En la Convención, todos debemos decidir el camino que tomaremos. Por eso hoy quiero proponer a ustedes que abramos desde ahora un gran debate nacional sobre las siguientes interrogantes :

¿Vamos a aceptar la resolución del Tribunal si ratifica la usurpación ? Pero no quiero que me contesten ahora, quiero que sea materia de análisis y de discusión.

También tenemos que tener en cuenta otra interrogante para resolver en definitiva en la Convención : ¿Vamos a reconocer a un presidente espurio y a un gobierno ilegítimo ?

Tenemos también que deliberar en estos días ampliamente, responder y, desde luego, decidir con el voto libre de todos los delegados de la Convención, si formamos, en el caso de que se convalide el fraude, si formamos un legítimo Gobierno de la República o una Coordinación Nacional de la Resistencia Civil Pacífica.

Lo repito, como propuesta, van a haber muchas otras, pero entre otros asuntos que vamos a resolver en la Convención, va a estar el si constituimos un gobierno de la República o una Coordinación Nacional de la Resistencia Civil Pacífica. Ahí queda eso.

Esto implica también decidir, democráticamente, si reconoceremos y ratificamos a un Presidente legítimo de los Estados Unidos Mexicanos en la Convención o si la Convención elige a un Jefe de Gobierno en Resistencia, a un encargado del Poder Ejecutivo, o a un Coordinador Nacional de la Resistencia Civil Pacífica.

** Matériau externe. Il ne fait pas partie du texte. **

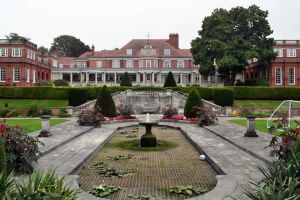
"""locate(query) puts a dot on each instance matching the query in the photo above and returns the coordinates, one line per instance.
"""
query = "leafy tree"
(66, 45)
(193, 101)
(228, 39)
(43, 50)
(125, 81)
(16, 36)
(106, 103)
(170, 81)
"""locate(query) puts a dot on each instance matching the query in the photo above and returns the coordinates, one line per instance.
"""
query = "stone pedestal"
(251, 127)
(45, 120)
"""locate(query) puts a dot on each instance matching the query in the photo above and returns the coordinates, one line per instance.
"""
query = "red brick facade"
(21, 64)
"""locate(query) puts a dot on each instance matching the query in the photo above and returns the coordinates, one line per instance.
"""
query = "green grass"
(26, 103)
(256, 103)
(31, 125)
(260, 125)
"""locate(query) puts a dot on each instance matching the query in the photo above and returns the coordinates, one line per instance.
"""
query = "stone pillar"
(71, 77)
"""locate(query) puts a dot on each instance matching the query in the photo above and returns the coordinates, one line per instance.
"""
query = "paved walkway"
(235, 134)
(239, 166)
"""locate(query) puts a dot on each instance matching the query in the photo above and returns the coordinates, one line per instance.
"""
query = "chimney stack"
(174, 40)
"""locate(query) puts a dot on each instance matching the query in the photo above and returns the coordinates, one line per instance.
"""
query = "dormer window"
(167, 52)
(129, 52)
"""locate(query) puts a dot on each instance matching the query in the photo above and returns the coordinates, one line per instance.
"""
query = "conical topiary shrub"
(193, 100)
(126, 80)
(106, 103)
(3, 161)
(170, 81)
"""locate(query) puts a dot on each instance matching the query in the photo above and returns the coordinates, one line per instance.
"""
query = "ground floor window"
(2, 74)
(278, 76)
(291, 75)
(16, 74)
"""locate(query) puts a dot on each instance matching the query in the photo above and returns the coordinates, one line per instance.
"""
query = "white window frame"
(3, 52)
(141, 63)
(291, 77)
(278, 81)
(129, 52)
(99, 64)
(279, 52)
(167, 52)
(116, 64)
(180, 64)
(291, 52)
(15, 54)
(2, 74)
(148, 63)
(16, 74)
(167, 64)
(129, 63)
(28, 75)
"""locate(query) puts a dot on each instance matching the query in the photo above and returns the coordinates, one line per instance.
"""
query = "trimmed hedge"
(223, 97)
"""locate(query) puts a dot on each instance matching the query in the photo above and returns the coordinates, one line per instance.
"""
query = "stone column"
(71, 77)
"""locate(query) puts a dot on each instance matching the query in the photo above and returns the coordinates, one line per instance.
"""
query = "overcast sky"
(112, 23)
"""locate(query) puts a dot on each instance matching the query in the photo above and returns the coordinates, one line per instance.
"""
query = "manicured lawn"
(25, 103)
(260, 125)
(31, 125)
(256, 103)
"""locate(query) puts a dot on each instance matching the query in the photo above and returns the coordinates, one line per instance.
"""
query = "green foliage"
(193, 101)
(34, 111)
(77, 96)
(223, 97)
(230, 38)
(281, 180)
(44, 83)
(134, 145)
(188, 190)
(44, 186)
(170, 81)
(106, 103)
(61, 83)
(67, 45)
(103, 190)
(125, 81)
(3, 162)
(6, 183)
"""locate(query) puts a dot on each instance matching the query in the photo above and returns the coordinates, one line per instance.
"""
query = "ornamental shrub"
(223, 97)
(3, 162)
(170, 81)
(125, 81)
(193, 101)
(61, 83)
(106, 103)
(77, 96)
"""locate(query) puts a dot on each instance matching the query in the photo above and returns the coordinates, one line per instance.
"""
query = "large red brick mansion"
(147, 61)
(21, 64)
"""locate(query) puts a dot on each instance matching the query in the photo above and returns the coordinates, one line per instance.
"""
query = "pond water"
(121, 162)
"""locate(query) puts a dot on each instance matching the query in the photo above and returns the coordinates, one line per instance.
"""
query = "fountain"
(148, 139)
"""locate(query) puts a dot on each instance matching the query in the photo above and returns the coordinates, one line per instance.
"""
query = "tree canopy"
(228, 39)
(67, 45)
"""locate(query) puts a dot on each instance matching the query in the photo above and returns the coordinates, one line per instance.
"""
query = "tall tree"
(16, 36)
(66, 45)
(228, 39)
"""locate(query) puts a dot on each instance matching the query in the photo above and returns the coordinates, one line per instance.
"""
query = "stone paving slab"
(66, 158)
(239, 166)
(235, 134)
(61, 134)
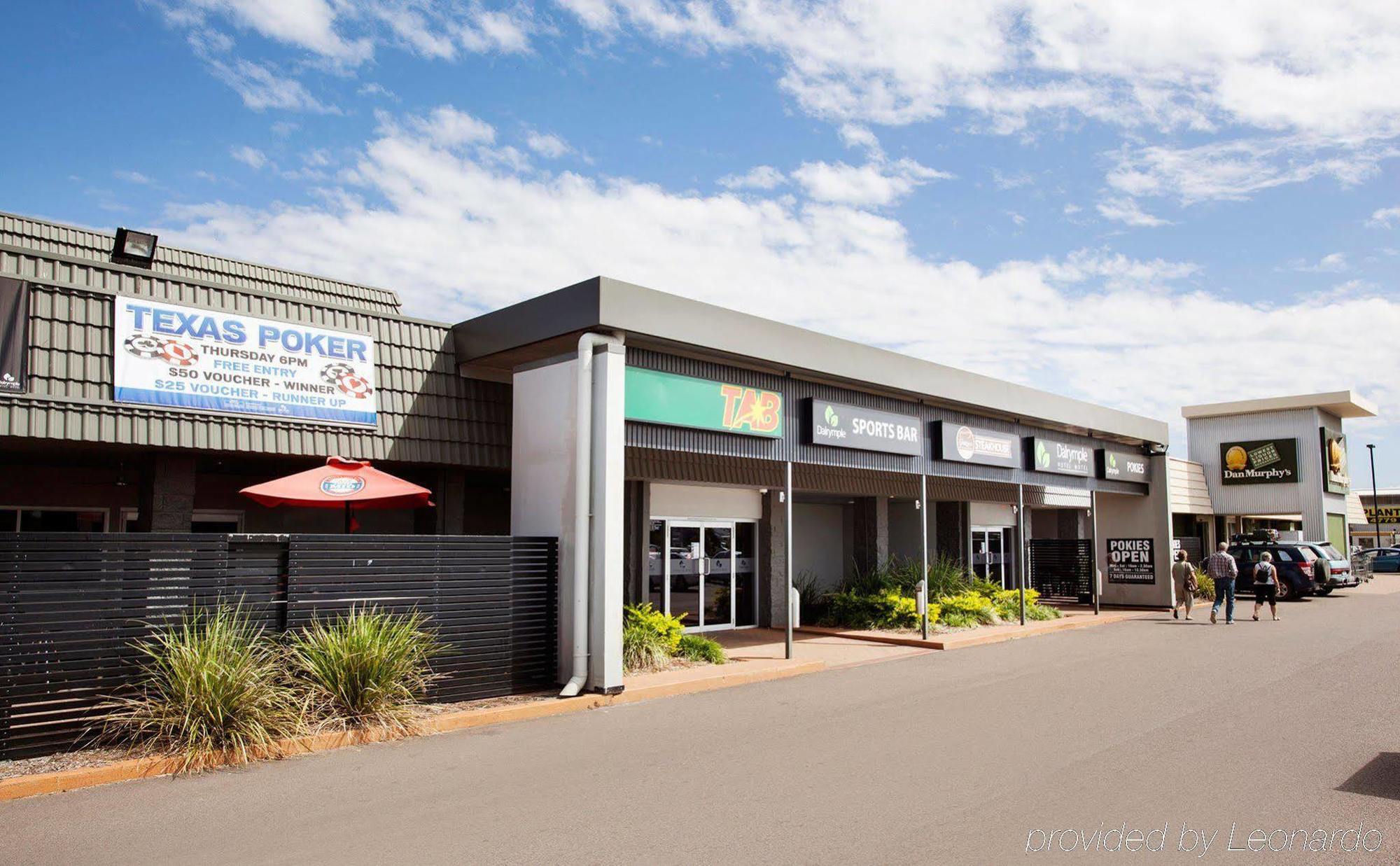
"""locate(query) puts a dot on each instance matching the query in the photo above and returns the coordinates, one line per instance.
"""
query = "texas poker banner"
(186, 358)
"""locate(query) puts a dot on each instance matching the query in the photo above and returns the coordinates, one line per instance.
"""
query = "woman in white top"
(1184, 575)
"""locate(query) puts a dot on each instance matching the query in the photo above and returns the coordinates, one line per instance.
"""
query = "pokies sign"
(186, 358)
(685, 401)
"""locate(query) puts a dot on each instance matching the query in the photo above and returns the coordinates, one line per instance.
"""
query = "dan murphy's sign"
(962, 443)
(1060, 457)
(848, 426)
(186, 358)
(685, 401)
(1259, 461)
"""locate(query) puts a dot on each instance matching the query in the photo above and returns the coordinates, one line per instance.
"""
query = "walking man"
(1223, 571)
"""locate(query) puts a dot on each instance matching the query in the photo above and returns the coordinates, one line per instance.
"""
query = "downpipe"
(583, 503)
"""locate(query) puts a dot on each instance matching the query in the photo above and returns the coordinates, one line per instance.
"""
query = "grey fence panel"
(74, 604)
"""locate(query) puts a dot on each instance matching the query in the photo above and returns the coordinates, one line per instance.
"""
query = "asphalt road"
(958, 757)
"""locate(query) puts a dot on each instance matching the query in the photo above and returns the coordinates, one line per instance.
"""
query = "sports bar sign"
(685, 401)
(186, 358)
(1259, 461)
(848, 426)
(962, 443)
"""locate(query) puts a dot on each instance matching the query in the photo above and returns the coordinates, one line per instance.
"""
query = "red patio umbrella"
(341, 484)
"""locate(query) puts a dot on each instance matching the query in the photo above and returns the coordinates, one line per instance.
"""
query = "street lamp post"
(1376, 495)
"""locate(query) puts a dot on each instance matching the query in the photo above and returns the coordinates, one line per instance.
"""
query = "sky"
(1140, 205)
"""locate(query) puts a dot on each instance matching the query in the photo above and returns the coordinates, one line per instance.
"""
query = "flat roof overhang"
(1343, 404)
(550, 326)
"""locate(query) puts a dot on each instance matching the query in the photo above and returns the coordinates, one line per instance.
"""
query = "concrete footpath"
(936, 757)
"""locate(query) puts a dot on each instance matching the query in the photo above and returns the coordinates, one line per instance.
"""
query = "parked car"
(1384, 559)
(1296, 562)
(1332, 569)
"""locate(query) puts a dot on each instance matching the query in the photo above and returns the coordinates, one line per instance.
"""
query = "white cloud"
(1237, 169)
(1334, 263)
(453, 128)
(548, 145)
(261, 88)
(1126, 211)
(309, 25)
(760, 177)
(439, 212)
(250, 156)
(1010, 181)
(874, 184)
(1385, 218)
(1278, 65)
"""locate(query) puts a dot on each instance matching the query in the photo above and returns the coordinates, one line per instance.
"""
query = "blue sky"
(1143, 207)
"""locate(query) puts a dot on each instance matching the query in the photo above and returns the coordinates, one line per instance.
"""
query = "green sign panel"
(684, 401)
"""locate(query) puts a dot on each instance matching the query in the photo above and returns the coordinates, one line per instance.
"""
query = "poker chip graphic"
(332, 373)
(178, 354)
(355, 386)
(144, 347)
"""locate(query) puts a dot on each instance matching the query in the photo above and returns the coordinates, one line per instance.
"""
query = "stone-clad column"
(167, 495)
(774, 561)
(870, 547)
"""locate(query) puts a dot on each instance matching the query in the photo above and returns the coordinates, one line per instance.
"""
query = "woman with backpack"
(1184, 575)
(1266, 585)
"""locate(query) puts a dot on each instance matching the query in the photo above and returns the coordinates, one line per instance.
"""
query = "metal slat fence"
(72, 604)
(1063, 568)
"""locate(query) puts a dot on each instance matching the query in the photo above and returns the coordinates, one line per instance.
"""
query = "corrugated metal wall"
(1307, 498)
(428, 411)
(656, 438)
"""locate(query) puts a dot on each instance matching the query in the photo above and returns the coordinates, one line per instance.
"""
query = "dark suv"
(1296, 561)
(1332, 569)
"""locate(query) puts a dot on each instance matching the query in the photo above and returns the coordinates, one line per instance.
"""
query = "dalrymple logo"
(342, 485)
(967, 443)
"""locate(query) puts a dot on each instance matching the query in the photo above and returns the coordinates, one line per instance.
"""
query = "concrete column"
(774, 562)
(607, 543)
(167, 495)
(872, 533)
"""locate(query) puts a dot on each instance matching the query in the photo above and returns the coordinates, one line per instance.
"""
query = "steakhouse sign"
(685, 401)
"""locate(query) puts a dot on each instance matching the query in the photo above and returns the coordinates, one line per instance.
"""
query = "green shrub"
(1205, 586)
(366, 667)
(967, 608)
(648, 617)
(986, 587)
(209, 687)
(698, 648)
(872, 611)
(643, 649)
(947, 576)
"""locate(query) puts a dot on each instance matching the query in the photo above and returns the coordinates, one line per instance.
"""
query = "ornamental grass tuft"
(211, 690)
(366, 667)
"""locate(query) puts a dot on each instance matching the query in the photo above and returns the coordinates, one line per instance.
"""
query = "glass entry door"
(708, 572)
(989, 554)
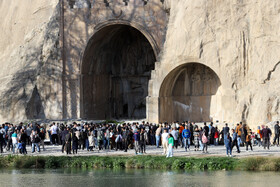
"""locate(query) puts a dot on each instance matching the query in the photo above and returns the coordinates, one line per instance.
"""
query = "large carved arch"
(189, 92)
(115, 71)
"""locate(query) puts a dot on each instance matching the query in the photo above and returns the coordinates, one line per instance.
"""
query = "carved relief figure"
(196, 83)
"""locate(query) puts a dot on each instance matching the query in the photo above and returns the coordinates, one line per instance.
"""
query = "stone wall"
(239, 40)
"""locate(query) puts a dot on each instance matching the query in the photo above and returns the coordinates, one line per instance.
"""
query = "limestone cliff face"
(239, 40)
(29, 59)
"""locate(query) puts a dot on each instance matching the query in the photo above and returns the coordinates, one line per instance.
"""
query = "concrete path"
(152, 150)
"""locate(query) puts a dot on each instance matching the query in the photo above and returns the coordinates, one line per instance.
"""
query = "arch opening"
(115, 72)
(189, 93)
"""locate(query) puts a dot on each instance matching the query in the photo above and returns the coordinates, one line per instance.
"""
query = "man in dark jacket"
(276, 132)
(266, 132)
(136, 137)
(234, 141)
(125, 133)
(68, 140)
(63, 134)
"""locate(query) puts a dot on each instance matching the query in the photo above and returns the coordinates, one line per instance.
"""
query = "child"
(170, 146)
(249, 141)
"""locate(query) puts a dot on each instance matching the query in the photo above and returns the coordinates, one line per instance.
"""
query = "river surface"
(126, 178)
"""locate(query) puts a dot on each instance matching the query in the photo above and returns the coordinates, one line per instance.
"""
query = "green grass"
(143, 162)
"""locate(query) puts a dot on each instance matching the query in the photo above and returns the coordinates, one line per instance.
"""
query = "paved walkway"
(152, 150)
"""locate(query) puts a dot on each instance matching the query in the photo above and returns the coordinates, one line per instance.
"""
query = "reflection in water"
(87, 177)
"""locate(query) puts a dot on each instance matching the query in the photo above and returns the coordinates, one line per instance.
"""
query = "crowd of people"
(96, 137)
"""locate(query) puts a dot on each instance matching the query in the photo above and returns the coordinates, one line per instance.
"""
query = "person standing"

Todo ello mientras dure la usurpación.

Creo que no se entendió. Lo voy a repetir, porque ustedes están pensando que la pregunta es si aceptamos a un gobierno espurio, pero no me estoy refiriendo a eso.

Me estoy refiriendo que si se decide que en la convención se constituya un órgano de gobierno, ya sea un gobierno de la República o una Coordinación de la resistencia civil que ese órgano que se constituya, que se elija en la
Convención, tenga una representación y la representación puede ser un presidente legítimo de la República o que la Convención nombre, elija, a un jefe de gobierno de la resistencia, a un encargado del Poder Ejecutivo o a un coordinador de la resistencia civil pacífica.
¿Ahora ya se entendió ?

Todo esto se va a ir aclarando. Por eso decidí hoy hacer este planteamiento para que se delibere, se discuta, se analice y se resuelva el día 16.
Texte complet du discours d’AMLO.

[7] Note du 31/08/2006 : Refrendan unidad en torno de AMLO, La Jornada.